Foam has been successfully used in the oil industry for conformance and mobility control in gas-injection processes. The efficiency of a foam-injection project must be assessed by means of numerical models. Although there are several foam-flow models in the literature, the prediction of foam behavior is an important issue that needs further investigation. In this paper, we estimate foam parameters and investigate foam behavior for a given range of water saturation by use of two local equilibrium foam models: the population balance assuming local equilibrium (LE) model and the University of Texas (UT) model. Our method uses an optimization algorithm to estimate foam-model parameters by matching the measured pressure gradient from steady-state foam-coreflood experiments.
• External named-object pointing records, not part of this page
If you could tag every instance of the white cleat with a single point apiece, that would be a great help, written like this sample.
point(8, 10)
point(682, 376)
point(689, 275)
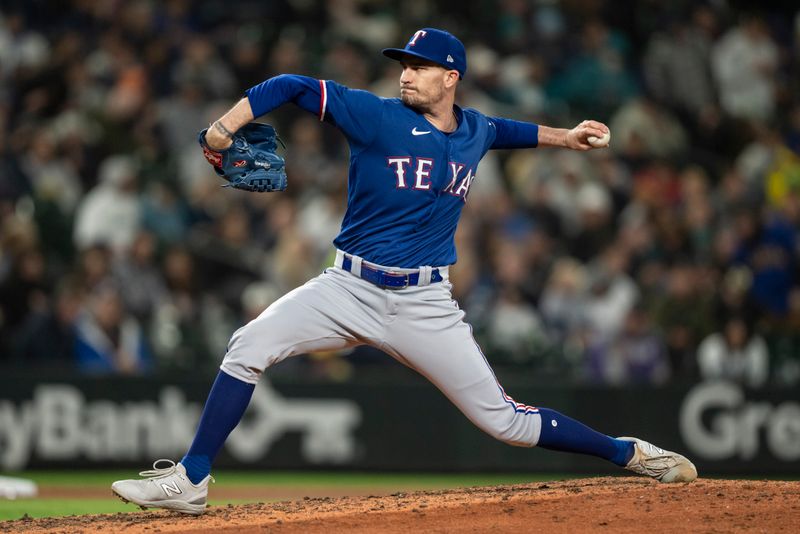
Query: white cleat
point(167, 488)
point(661, 464)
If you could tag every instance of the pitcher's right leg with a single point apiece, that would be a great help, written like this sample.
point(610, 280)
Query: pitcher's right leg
point(323, 314)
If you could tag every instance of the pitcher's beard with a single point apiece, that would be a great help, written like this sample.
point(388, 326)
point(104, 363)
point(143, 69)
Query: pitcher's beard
point(414, 101)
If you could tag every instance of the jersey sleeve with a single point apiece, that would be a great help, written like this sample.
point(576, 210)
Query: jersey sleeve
point(274, 92)
point(356, 113)
point(513, 134)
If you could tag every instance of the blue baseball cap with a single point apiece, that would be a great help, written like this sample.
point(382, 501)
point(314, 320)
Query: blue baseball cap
point(434, 45)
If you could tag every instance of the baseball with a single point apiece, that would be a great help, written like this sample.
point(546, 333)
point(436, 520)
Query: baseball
point(599, 142)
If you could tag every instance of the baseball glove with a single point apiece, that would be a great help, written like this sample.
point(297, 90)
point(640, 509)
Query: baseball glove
point(250, 163)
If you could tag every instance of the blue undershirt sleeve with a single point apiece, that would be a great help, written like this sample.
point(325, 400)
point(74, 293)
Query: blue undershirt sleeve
point(274, 92)
point(513, 134)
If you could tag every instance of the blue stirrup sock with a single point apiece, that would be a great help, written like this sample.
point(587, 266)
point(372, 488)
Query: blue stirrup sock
point(560, 433)
point(224, 408)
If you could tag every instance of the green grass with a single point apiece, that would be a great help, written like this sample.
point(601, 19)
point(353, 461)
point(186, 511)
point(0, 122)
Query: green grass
point(102, 479)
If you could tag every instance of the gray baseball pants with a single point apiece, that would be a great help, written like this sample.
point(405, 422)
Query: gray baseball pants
point(420, 326)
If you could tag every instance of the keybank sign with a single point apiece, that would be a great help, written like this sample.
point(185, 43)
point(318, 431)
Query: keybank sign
point(718, 422)
point(60, 424)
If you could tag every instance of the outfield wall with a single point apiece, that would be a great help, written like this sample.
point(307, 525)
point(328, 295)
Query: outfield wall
point(113, 422)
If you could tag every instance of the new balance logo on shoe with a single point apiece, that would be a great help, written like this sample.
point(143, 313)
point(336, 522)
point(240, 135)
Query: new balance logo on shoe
point(171, 489)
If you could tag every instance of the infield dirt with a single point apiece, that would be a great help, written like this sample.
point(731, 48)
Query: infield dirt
point(611, 505)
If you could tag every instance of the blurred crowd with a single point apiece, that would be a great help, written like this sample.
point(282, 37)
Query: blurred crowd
point(668, 258)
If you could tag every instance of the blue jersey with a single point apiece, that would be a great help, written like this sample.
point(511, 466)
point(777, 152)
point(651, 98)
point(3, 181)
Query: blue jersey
point(408, 181)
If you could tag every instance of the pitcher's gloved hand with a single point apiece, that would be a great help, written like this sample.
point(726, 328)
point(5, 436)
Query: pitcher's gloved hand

We calculate the effective foam viscosity and the water fractional flow by use of experimental data, and we then compare laboratory data against results obtained with the matched foam models to verify the foam parameters. Other variables, such as the foam texture and foam relative permeability, are used to further investigate the behavior of the foam during each experiment. We propose an improvement to the UT model that provides a better match in the high-quality regime by assuming resistance factor and critical water saturation as a linear function of the pressure gradient. Results show that the parameter-estimation method coupled with an optimization algorithm successfully matches the experimental data by use of both foam models. In the LE model, we observe different values of the foam effective viscosity for each pressure gradient caused by variations of foam texture and the shear-thinning viscosity effect. The UT model presents a constant effective viscosity for each pressure gradient; we propose the use of resistance factor and critical water saturation as a linear function of the pressure gradient to improve the match in the high-quality regime, when applicable.